Pease traced his inspiration to write the book back to 1990 when he received the Ted and Helen Geisel 3rd Century Professorship in the Humanities. Pease has been conducting research for the book since he presented a series of talks at the inauguration of the Geisel Library in San Diego, he said.
He began work on the project more seriously after working on the documentary "The Political Dr. Seuss" with director Ron Lamothe. Oxford Press contracted him to write the book and he has spent the past two years working on the book "in earnest," he said.
The research material used in the book was gathered from newspaper articles, essays and books found in various libraries across the country, Pease said. He also had an honors student who wrote a "terrific" honors thesis on Dr. Seuss in 1994, he said.

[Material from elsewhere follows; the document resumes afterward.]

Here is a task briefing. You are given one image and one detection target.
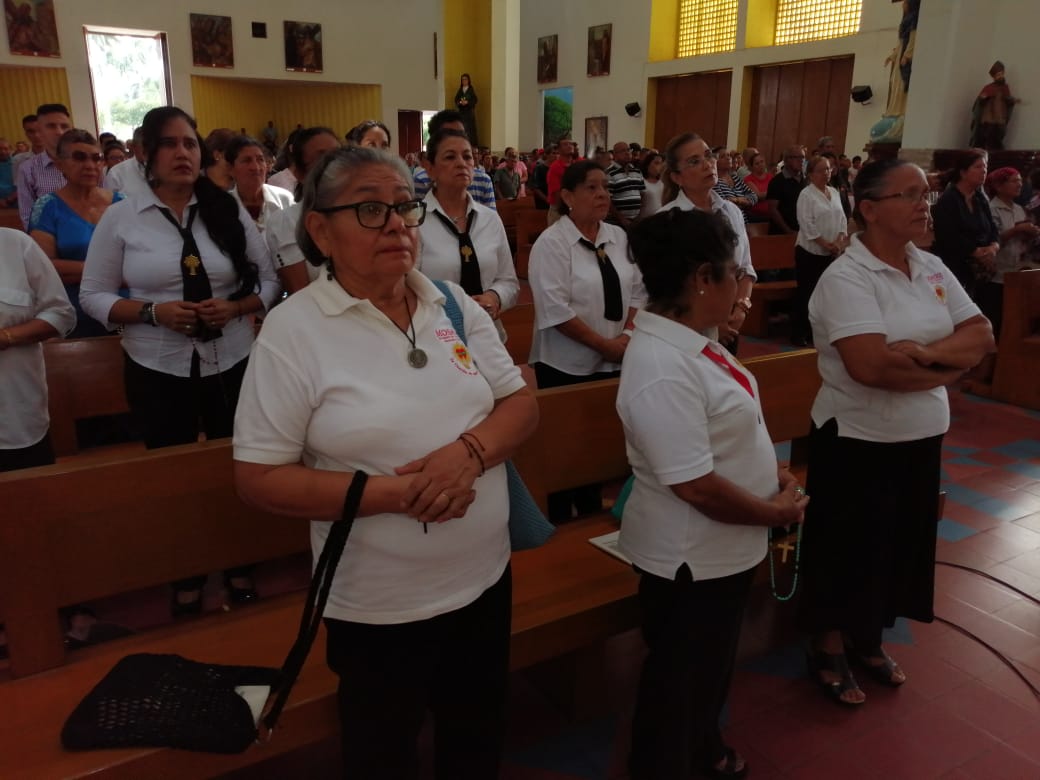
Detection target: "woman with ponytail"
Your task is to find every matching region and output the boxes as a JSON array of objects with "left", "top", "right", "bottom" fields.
[{"left": 80, "top": 106, "right": 278, "bottom": 615}]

The book focuses on the relationship between events in Theodor Geisel's life and the artwork that he created, Pease said. The book describes the vast range of Geisel's career that includes not only his prolific work as a children's author but also the time he spent as an ad-man, a satirical cartoonist and even a filmmaker under Frank Capra during World War II.
Pease said his book helps to round out existing works on Geisel's life.

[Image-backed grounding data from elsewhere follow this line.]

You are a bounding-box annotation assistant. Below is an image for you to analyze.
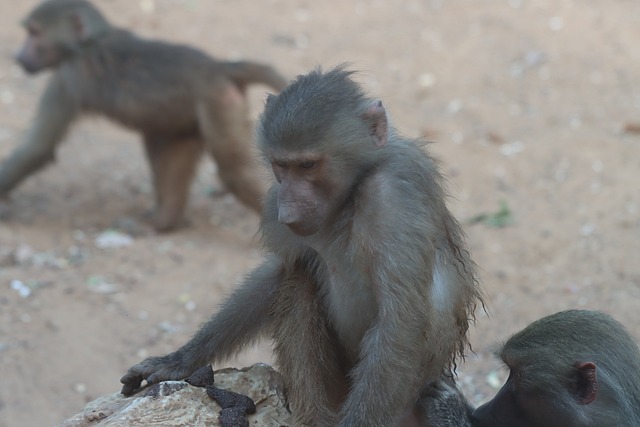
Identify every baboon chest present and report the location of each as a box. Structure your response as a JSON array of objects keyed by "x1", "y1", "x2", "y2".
[{"x1": 319, "y1": 253, "x2": 378, "y2": 356}]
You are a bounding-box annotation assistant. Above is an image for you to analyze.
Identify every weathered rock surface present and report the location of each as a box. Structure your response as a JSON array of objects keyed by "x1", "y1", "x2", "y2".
[{"x1": 57, "y1": 364, "x2": 298, "y2": 427}]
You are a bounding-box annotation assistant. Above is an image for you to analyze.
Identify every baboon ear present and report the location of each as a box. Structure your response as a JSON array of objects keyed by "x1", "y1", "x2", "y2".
[
  {"x1": 70, "y1": 13, "x2": 88, "y2": 41},
  {"x1": 362, "y1": 100, "x2": 388, "y2": 148},
  {"x1": 572, "y1": 361, "x2": 597, "y2": 405}
]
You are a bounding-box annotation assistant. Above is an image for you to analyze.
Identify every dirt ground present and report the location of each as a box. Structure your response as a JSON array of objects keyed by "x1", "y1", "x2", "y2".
[{"x1": 0, "y1": 1, "x2": 638, "y2": 426}]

"Other work that's published on Dr. Seuss either treats the life and the work as independent of each other or treats the life without the work," he said.
Pease also discovered that Geisel's relationship with Dartmouth was "even more intimate" than he had previously known, he said.
Geisel named characters in several of his children's books after Dartmouth classmates, Pease said. For example, the title character of "Horton Hears a Who" is named after Horton Conrad, one of Geisel's classmates, Pease said. The Wahoo River, which is featured in the book "I Had Trouble in Getting to Solla Sollew" gets its name from a common class cheer "Wah Hoo Wah", Pease said. Other books also include sign names that are based on the names of Geisel's Dartmouth peers. Geisel often dedicated books to former Dartmouth classmates, he said.
"Dartmouth was a kind of world elsewhere, a second world, where everything that had come apart in his first world was restored into a kind of magical space," Pease said of Geisel's experience at Dartmouth in an interview with Vermont Public Radio.
Pease made connections between events early in Geisel's life, particularly the anti-German prejudice he experienced growing up in Springfield, Mass., and the themes that appear in his work. His first book "And to Think I That I Saw it on Mulberry Street" relates to his experience walking back and forth from school as a child when he was targeted for his German heritage, Pease said.
Geisel also acquired his pen name "Dr. Seuss" during his tenure at Dartmouth, publishing several cartoons in the Jack-O-Lantern under that name.
Pease said he is now working on a book on 19th century American renaissance text with Duke University Press that will be part of the "New Americanists" series. Pease also published "The New American Exceptionalism" earlier this year.